Gap, Inc. byline

A lot of people in the Bay Area moonlight, just not a whole lot of them do it at the same place as their day job. Over the course of my time at Gap, my duties have transcended simply being the primary caretaker for Piperlime's daily needs. In May of 2007 I was called into a meeting to discuss the largest usability prototype the company had ever needed. The plan was to tie Banana Republic, Old Navy, Gap and Piperlime into one unified shopping experience. The heart of this feature would be persistent tabs that would exist across all of the sites. More importantly, they needed to remember where you've been on each site. Why? Here's an example:

You're looking at a shirt on Gap.com. You like it, don't lie. But you think you can do a little better. So you click the "Banana Republic" tab and hop on over to that site. "Hmm," you wonder. This looks better. "But wait. Wasn't that other one plaid?" Finding out is easy! Just click the Gap tab and the application remembers exactly what part of the site you were looking at, down to the product. So now you can flip between the two shirts and compare the items.

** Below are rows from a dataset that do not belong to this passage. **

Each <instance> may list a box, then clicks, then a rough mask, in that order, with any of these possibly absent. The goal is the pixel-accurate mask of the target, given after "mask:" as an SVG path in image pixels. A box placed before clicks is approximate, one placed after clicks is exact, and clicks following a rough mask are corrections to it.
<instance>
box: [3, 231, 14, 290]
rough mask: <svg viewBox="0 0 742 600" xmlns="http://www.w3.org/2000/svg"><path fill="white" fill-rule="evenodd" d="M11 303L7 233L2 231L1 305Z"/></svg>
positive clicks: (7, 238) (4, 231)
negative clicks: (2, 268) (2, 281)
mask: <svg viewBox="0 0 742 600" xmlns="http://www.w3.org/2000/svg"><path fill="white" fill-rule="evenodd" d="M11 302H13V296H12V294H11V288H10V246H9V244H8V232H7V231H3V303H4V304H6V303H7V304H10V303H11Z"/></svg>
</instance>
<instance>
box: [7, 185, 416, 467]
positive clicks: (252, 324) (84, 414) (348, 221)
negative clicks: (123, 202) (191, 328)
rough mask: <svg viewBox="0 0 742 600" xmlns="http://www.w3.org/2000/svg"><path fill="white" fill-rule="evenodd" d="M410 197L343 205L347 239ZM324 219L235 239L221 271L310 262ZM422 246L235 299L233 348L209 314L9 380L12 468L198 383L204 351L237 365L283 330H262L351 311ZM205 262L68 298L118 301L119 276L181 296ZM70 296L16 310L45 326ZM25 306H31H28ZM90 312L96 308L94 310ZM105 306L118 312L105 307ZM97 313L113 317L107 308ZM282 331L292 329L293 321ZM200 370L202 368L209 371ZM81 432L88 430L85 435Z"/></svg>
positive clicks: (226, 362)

Normally humble, even I will admit that it's pretty cool. With the help of some brilliant contract graphic designers, I had a fully-functional tab system in place close to six months before the company had invested real development dollars into the project. Why is that important? All of the call-outs, mistakes, reviews and usability studies were done on the prototype I'd created. So by the time it went into production there was no second-guessing or delays for modifications.

The underlying technology of this project is almost offensively simple, but it's implementation was complex. We used Greasemonkey and a touch of AJAX to layer the prototype tabs onto our live sites. Thus, eliminating the need for any dev environment more complicated than a computer with an Internet connection that happened to be running Firefox.